Il nostro insonne capisce che è inutile rovistare ricordi, il pensiero torna su ciò che manca, ed è sempre il giusto amore. Un eufemismo per definire l’innamoramento come condizione perenne e la solitudine che circonda l’assenza di sentirsi amati sino a traboccare e allora va verso casa e prende l’auto. Vuole andare via, per non chiamare nessuno, per mettere distanza rispetto a ciò che entrambi conoscono. Un sentimento che nasce. Deve andare per far qualcosa e ascoltando musica, guida. Abitare non distante dalla costa gli dà molti vantaggi, in mezz’ora si arriva al capolinea di un sogno. E finalmente c’è il mare davanti. Un vaporetto e poi la sabbia fredda, spuma, alberi dell’ultima mareggiata, gabbiani intirizziti. Il giaccone pur appiccicato al corpo, non gli tiene il caldo. E’ freddo, umido, una mattinata grigia, la spiaggia vuota. Cammina. Gli pare di aver camminato tutta la vita. La sabbia cede, e lui pensa, ha desiderio di caldo e freddo. Punta verso un bar. Dentro, pescatori che giocano a carte, odore di vino, minestra e ancora di cotechini che stanno bollendo. Come in città. Sorride. Non si scappa davvero mai da sé, tanto valeva stare a letto stamattina. E qui non si parla con nessuno. E’ un “foresto”, il dialetto non basta. In questi posti, d’inverno ci si chiude ancora di più. E non è il freddo. Pensa. Tra poco è Natale. Che solitudine ha in sé il Natale, come un’attesa che non sfocia in un abbraccio. 

Allora esce e per la strada vede la sequenza di chiese che guardano la riva, su una c’è scritto: Puer natus est. Che forza ha il latino, pensa, più di un tweet .Soprattutto molto di più di quello che non arriva. Però è nato un bambino.
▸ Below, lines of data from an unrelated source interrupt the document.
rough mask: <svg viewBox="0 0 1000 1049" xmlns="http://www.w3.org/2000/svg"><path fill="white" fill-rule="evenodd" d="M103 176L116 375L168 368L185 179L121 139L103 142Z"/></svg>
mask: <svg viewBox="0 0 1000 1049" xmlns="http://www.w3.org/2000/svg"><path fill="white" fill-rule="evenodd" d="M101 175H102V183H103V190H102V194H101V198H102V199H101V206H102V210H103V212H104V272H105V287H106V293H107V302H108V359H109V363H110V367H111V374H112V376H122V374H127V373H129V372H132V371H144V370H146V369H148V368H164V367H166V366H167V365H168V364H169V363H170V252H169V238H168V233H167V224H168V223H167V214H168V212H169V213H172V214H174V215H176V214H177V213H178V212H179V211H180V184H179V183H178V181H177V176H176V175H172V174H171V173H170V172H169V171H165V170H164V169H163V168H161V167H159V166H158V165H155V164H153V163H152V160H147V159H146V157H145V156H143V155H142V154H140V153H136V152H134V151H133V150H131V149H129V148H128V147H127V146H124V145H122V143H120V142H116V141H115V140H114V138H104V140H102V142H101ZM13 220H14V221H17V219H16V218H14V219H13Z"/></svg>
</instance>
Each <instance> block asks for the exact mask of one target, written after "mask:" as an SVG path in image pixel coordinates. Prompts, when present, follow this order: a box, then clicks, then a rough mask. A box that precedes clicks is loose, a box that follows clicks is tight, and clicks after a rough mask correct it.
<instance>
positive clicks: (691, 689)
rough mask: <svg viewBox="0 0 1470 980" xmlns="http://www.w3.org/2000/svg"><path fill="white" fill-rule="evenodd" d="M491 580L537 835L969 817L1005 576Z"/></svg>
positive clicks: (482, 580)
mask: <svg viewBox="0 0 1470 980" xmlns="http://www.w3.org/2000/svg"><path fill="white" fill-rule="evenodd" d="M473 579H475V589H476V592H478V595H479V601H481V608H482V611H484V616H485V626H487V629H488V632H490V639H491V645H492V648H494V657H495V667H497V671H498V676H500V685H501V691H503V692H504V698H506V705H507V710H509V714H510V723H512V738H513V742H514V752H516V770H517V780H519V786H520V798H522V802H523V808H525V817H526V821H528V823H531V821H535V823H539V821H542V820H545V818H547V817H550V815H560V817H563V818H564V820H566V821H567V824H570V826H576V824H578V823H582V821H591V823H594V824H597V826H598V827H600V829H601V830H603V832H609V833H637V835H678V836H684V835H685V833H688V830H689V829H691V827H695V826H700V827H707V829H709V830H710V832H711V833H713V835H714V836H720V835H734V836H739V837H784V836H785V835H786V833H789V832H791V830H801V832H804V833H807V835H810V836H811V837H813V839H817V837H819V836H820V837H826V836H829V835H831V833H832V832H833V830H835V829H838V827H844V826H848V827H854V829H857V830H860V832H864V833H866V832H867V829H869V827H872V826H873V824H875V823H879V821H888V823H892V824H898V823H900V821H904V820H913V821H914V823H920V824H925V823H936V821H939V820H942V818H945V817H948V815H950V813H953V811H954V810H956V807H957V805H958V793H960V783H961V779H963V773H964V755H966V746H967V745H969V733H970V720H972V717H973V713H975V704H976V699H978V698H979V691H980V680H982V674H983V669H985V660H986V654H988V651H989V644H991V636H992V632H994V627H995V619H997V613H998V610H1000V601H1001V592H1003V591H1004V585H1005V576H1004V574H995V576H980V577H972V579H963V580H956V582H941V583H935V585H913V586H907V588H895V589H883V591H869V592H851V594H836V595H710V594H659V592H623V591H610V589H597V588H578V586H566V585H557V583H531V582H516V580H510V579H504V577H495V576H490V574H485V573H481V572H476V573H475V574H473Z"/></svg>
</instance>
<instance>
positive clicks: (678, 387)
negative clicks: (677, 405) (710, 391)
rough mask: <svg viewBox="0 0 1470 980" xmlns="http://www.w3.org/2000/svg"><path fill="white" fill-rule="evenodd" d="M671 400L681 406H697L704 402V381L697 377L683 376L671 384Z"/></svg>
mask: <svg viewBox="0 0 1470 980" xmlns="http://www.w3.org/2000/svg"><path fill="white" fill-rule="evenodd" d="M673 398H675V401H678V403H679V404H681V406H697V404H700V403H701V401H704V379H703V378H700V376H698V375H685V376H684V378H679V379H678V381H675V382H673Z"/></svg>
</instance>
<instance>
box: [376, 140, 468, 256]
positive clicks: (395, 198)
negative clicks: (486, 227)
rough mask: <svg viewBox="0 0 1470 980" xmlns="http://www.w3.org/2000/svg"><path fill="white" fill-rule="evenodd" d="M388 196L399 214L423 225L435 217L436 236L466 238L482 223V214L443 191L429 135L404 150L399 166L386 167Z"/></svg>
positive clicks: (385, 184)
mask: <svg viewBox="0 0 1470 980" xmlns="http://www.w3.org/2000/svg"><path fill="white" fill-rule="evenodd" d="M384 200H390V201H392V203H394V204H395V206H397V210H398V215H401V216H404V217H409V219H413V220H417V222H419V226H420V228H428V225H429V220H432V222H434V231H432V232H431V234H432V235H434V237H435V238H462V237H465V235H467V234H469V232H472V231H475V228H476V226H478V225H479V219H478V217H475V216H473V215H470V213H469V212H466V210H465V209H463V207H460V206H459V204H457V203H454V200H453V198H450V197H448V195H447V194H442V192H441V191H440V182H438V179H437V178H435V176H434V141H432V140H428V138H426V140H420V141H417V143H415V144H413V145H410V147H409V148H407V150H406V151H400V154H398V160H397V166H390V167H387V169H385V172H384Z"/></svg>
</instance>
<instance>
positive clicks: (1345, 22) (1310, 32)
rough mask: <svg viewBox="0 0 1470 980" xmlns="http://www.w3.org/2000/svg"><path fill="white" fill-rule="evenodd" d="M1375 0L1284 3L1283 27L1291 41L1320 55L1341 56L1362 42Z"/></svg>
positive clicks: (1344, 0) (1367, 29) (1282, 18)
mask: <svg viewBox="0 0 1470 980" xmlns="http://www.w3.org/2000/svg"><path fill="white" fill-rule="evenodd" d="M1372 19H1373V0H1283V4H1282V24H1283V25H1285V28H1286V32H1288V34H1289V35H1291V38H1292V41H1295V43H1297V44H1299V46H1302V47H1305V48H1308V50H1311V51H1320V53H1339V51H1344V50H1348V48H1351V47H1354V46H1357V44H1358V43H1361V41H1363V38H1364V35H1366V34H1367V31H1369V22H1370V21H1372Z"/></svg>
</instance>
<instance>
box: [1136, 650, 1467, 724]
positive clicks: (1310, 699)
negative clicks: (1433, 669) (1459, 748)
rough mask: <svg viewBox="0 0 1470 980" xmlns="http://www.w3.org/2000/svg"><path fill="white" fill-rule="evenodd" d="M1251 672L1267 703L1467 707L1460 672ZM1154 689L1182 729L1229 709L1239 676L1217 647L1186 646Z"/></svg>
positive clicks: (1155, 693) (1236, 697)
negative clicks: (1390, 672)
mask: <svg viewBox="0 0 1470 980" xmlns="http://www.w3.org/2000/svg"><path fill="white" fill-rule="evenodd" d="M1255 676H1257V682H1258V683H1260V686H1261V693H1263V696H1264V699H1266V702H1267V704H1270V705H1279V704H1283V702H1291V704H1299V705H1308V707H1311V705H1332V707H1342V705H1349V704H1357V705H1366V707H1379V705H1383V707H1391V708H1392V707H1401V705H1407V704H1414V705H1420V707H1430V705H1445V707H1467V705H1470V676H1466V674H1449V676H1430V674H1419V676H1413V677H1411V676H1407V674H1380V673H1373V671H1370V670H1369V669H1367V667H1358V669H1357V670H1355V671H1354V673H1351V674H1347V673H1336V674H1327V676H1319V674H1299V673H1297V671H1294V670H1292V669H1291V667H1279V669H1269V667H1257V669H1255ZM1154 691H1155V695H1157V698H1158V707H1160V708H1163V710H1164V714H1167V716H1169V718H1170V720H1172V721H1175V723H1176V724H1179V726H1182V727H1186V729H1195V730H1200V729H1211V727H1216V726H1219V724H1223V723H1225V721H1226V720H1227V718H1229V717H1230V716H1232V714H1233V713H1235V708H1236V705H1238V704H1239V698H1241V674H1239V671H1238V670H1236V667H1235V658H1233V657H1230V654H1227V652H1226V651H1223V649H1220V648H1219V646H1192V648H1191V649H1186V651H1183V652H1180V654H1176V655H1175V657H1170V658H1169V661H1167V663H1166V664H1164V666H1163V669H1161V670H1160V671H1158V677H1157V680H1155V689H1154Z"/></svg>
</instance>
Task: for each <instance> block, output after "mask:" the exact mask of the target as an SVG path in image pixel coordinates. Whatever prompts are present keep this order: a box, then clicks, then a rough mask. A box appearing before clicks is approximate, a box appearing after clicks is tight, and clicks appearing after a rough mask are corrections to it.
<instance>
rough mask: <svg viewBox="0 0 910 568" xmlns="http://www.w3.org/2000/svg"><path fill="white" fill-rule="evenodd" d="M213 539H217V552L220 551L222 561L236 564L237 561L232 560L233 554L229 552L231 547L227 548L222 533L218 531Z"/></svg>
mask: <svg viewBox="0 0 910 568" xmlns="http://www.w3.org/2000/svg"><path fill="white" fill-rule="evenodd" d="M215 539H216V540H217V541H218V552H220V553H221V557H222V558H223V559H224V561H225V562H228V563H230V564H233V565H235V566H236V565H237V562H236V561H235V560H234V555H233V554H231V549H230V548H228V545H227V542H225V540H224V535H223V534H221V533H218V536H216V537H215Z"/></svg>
E con lui tutta la possibilità e il futuro in qualcosa che crescerà. E’ bello pensare che nascono i bambini, anche i pensieri dentro sono bambini. Anche l’amore è un bambino.

E così arriva all’imbarcadero per prendere il battello e per tornare. Per tornare dove?

A tutti quelli che attendono, che trovano qualcosa di nuovo che li riguarda, a tutti quelli che camminano, che vogliono innamorarsi, che ascoltano, che crescono senza prevaricare. A tutti quelli che sorridono, che abbracciano, che accolgono. A quelli che tornano e a quelli che ci sono e non ce ne accorgiamo mai quanto sono importanti e li amiamo. Buon natale.